Workshop conducted by the Japan Association of Obstetricians and Gynecologists (Tokyo 2017).
Recently, the Japanese government offered their support for perinatal mental health care through medical fee revision.23) In 2016, pregnant women with mental disorders who had consulted psychiatrists were included in the subject population for which high-risk pregnancy/delivery management-related fees were calculated. In 2018, pregnant women with mental disorders regularly receiving treatment through multi-occupational cooperation were added to the subjects when calculating co-management fees with psychiatrists. In 2017, national subsidies became available for mental health screening as part of the postpartum health examination in areas where postpartum care projects are being conducted.24) These new funds could be secured indicates public recognition of the importance of active support based on multi-occupational cooperation to promote perinatal mental health care in Japan.
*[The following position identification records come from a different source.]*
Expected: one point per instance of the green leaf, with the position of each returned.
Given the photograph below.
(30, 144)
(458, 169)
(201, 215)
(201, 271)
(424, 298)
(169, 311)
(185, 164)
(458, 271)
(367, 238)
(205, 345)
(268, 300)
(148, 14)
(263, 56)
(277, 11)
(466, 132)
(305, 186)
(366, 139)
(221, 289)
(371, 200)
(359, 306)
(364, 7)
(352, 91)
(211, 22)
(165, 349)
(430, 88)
A number of steps can be taken in perinatal mental health care to support the emotional well-being and balance of women during pregnancy and puerperium. Active support based on multi-occupational cooperation performed in each region of Japan will decrease the incidence of serious problems associated with maternal mental disorders.25)
The authors declare that there are no conflicts of interest regarding the publication of this paper.